Rubio ha detto che quelle vecchie istituzioni non hanno bisogno di essere smantellate, ma hanno bisogno di essere riformate e ricostruite. Ha sottolineato l’impotenza delle Nazioni Unite, sostenendo che non hanno avuto “praticamente alcun ruolo” nel forgiare il cessate il fuoco a Gaza, nel perseguire la pace tra Russia e Ucraina, nel limitare le ambizioni nucleari dell’Iran o nel porre fine alla tirannia del venezuelano Nicolás Maduro – tutte azioni guidate dagli Stati Uniti.
“In un mondo perfetto tutti questi problemi sarebbero risolti da diplomatici e risoluzioni formulate con forza. Ma non viviamo in un mondo perfetto”, ha detto Rubio.
Si potrebbe discutere su come gli Stati Uniti hanno affrontato le loro azioni – in particolare la gestione della Russia e di Vladimir Putin – ma Rubio ha ragione quando dice che Washington è l’unico cavallo che ci prova sempre.

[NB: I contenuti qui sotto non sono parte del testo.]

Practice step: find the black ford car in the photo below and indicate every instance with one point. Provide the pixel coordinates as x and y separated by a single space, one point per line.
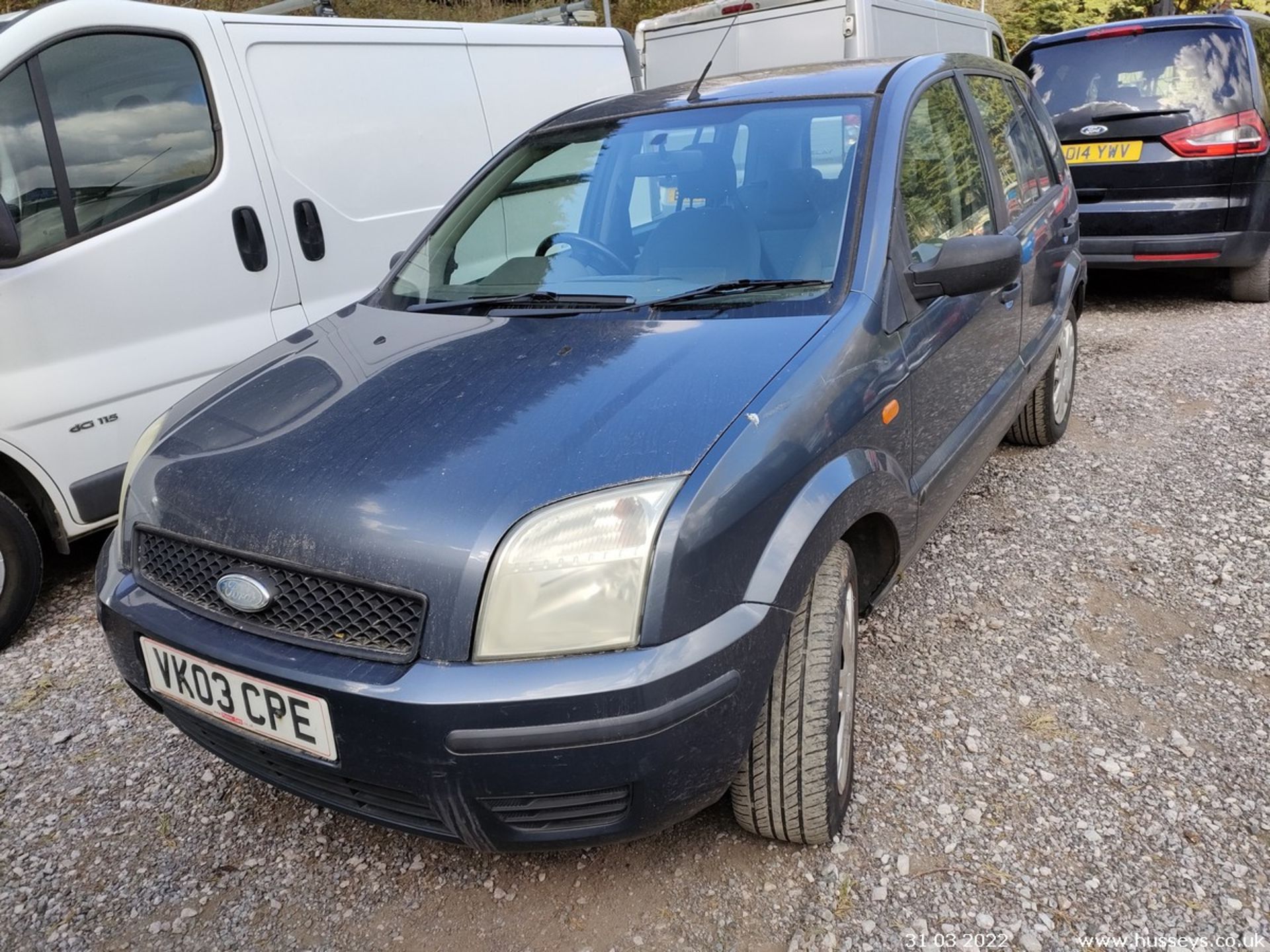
564 531
1164 125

Intervenendo successivamente a Monaco, al vice primo ministro australiano Richard Marles è stato chiesto dell’apparente agonia dell’ordine mondiale basato sulle regole.
Ha affermato che non è mai stato vero che le regole, e la loro applicazione, potessero essere separate dal puro potere. Ma ha colto le osservazioni di Rubio come una felice via di mezzo.
“Ciò che il Segretario Rubio ha detto oggi è che esiste un ordine che non dovremmo rimuovere – riparare, ma non rimuovere – e penso che sia bene ricordarlo”, ha detto Marles. “Non dovremmo cedere facilmente l’idea di ciò che le regole possono fare”.
Né l’Europa né il resto del mondo dovrebbero pensare di essere fuori dai guai. Rubio parla con più grazia diplomatica di Vance, ma la sostanza è la stessa.
Potrebbe aver regalato all’Europa un bouquet di San Valentino, ma le rose erano ancora piene di spine.